Equipier modèle, Sepp Kuss a toujours préféré rester à l'ombre, avant de trouver la lumière sur la Vuelta. Il est devenu, presque malgré lui, le premier Américain à remporter un grand Tour en dix ans dimanche à Madrid.
«Je suis plus un mec de l'ombre», explique le gregario de Durango, dans le Colorado. Sepp Kuss, 29 ans, n'est pas un meneur né, mais il présente un profil très recherché dans le cyclisme: celui de premier lieutenant en montagne.
Un sherpa dont la mission est d'escorter ses leaders dans les pentes les plus raides, et de leur sauver la mise parfois, comme en 2020 lorsqu'il avait tracté un Roglic livide jusqu'au sommet du même Angliru.
L'aigle de Durango excelle dans ce rôle de Saint-Bernard qui demande généralement à sacrifier toute ambition personnelle, alors que «c'est peut-être le meilleur grimpeur du peloton actuel», selon le Colombien Egan Bernal, vainqueur du Tour de France 2019.
«Pas gagner à tout prix»
Pur chamois, Kuss est aussi aérien qu'endurant: il est le seul coureur, avec l'Espagnol Luis Leon Sanchez, à avoir participé aux trois grands Tours cette année, un exploit en soi tellement ces courses de trois semaines sont éreintantes.
Il a aiguisé ses talents de montagnard chez lui dans les Rocky Mountains où son père Dolph était entraîneur de l'équipe américaine de ski nordique et où il a commencé comme tous ses potes par le VTT dont il deviendra champion national. «Le cyclisme sur route était considéré comme un sport un peu ringard», se souvient-il.
Il y prend goût pourtant et migre rapidement en Europe pour rejoindre Jumbo-Visma où il assiste Jonas Vingegaard et Roglic dans la conquête de six grands Tours (deux Tours de France pour le Danois, trois Vueltas et un Giro pour le Slovène). Ses qualités sont telles que beaucoup d'équipes en feraient volontiers leur leader.
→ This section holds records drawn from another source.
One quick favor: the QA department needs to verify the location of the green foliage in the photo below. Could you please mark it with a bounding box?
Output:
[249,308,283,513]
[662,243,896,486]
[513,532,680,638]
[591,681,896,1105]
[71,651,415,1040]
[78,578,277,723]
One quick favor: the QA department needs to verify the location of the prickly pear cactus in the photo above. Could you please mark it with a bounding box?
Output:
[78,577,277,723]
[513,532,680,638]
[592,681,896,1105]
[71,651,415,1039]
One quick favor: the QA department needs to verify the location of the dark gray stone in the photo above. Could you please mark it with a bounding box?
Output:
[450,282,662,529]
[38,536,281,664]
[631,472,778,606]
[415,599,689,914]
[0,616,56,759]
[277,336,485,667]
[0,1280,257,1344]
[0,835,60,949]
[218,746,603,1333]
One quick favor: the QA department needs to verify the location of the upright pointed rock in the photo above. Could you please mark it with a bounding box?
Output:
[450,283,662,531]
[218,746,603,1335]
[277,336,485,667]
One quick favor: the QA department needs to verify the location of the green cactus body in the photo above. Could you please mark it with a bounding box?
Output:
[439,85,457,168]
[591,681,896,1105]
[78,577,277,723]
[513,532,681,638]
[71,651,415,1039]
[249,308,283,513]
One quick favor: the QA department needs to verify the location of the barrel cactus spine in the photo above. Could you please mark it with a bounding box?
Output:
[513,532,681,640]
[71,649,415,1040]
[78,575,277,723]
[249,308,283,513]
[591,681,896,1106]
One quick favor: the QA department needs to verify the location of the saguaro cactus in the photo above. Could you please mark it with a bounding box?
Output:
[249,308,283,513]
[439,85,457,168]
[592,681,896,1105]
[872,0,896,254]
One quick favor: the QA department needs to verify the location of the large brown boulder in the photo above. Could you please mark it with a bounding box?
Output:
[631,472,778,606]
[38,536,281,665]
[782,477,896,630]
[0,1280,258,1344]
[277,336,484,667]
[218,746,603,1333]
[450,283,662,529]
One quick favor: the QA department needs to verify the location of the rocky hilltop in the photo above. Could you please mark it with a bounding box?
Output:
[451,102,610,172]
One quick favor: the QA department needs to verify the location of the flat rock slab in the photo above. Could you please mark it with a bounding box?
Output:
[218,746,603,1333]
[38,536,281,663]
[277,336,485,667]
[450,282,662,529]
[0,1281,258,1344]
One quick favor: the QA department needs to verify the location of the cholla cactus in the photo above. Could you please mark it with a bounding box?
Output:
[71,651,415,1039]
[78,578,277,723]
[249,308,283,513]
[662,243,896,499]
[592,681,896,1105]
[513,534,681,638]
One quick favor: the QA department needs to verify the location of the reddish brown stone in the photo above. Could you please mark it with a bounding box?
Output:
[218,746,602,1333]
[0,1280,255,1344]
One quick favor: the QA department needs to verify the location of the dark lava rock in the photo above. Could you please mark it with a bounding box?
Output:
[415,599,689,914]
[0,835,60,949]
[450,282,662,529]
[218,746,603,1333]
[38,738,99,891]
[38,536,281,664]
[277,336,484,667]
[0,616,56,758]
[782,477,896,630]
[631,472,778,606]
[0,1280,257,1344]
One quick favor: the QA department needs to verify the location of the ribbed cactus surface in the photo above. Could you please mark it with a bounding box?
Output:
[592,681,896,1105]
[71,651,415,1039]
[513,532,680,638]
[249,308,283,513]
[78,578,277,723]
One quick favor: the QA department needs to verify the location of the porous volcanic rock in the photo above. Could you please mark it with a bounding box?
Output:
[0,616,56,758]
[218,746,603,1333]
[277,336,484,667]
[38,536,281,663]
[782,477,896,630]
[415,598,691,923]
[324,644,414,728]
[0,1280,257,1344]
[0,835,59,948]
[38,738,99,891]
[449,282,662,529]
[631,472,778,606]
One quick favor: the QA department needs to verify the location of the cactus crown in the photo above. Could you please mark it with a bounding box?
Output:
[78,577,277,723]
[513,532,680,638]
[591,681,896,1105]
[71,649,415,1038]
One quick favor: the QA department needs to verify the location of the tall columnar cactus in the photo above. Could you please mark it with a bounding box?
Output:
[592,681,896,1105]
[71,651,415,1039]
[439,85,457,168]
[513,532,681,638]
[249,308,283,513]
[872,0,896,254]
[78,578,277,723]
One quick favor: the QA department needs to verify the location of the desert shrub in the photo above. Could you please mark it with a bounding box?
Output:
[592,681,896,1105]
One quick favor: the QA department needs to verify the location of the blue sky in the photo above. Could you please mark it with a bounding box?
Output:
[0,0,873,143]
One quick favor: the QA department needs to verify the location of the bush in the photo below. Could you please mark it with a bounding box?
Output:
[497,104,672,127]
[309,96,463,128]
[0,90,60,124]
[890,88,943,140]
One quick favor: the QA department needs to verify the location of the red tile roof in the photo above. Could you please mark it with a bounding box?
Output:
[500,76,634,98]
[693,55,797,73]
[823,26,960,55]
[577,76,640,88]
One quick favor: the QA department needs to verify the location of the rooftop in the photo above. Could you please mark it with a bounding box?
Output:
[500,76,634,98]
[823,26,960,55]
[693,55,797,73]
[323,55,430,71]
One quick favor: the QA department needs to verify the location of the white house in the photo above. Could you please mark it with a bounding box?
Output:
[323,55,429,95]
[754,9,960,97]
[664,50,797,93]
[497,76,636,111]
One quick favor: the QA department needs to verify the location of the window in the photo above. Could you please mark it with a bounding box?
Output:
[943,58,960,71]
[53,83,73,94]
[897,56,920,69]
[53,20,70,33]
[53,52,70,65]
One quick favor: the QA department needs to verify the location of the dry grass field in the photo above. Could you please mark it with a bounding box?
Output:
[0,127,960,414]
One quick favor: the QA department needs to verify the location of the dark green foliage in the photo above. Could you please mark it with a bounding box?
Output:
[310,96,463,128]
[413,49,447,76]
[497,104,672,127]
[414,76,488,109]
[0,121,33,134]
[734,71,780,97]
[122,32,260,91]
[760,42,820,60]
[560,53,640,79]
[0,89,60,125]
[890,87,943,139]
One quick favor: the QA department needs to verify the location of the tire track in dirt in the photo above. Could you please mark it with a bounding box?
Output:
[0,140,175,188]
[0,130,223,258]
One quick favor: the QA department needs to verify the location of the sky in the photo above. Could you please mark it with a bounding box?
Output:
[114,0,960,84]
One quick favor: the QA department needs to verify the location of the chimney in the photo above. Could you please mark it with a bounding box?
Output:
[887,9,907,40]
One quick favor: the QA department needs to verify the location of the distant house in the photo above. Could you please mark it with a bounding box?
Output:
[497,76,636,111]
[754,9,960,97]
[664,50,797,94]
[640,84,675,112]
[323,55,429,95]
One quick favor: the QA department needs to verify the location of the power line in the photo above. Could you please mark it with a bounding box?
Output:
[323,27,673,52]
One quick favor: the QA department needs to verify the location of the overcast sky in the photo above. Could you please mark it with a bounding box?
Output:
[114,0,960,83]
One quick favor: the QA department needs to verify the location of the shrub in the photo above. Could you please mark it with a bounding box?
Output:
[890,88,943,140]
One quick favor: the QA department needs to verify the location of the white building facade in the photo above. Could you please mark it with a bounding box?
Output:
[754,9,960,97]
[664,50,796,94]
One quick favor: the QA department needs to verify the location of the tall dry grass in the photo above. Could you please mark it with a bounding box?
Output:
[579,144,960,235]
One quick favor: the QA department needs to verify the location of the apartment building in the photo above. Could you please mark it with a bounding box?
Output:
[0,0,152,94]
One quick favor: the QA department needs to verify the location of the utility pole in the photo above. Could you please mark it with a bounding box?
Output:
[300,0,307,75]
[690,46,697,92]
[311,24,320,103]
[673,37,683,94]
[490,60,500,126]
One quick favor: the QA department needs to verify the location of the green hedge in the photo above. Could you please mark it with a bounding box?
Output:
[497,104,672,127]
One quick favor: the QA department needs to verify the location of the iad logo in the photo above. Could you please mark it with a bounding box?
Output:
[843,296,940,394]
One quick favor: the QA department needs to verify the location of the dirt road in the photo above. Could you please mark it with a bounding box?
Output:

Mais Kuss, qui a étudié la littérature anglaise à l'université, préfère un rôle plus en retrait. «La victoire n'est pas tout pour lui», raconte sa mère Sabrina au journal local The Durango Herald. «Je ne suis pas forcément le genre de personne qui veut gagner à tout prix», confirme l'intéressé.
«Gentil avec tout le monde»
Alors lorsqu'il débarque sur la Vuelta 2023, il se dit «ravi» de pouvoir une nouvelle fois «aider Jonas et Primoz». Mais il prend le maillot rouge de leader lors d'une échappée et résiste ensuite mieux que prévu, notamment dans le contre-la-montre, son point faible. Ses exploits mettent le bazar dans son équipe qui hésite d'abord à débrancher les leaders habituels avant de décider de rouler pour leur «helper», félicité chaque jour sur la ligne par son épouse.
«Jamais je n'aurais imaginé me retrouver dans cette situation», souligne Kuss qui va jusqu'à éprouver «le syndrome de l'imposteur». Mais il «gagne en confiance jour après jour», sans jamais se départager de son sourire, même lorsqu'il est attaqué par Vingegaard et Roglic dans l'Angliru. «Il a fait tant pour moi et Primoz, je suis content de lui rendre la monnaie», finira par l'adouber Vingegaard.
Le public espagnol aussi a plébiscité cet Américain tranquille, ouvert sur le monde, qui parle couramment le castillan pour résider en Andorre à l'année. «Je ne sais pas pourquoi les autres veulent que je gagne. J'essaie juste d'être gentil avec tout le monde», s'étonnait Kuss au moment d'opérer sa mue de parfait vassal en roi magnanime.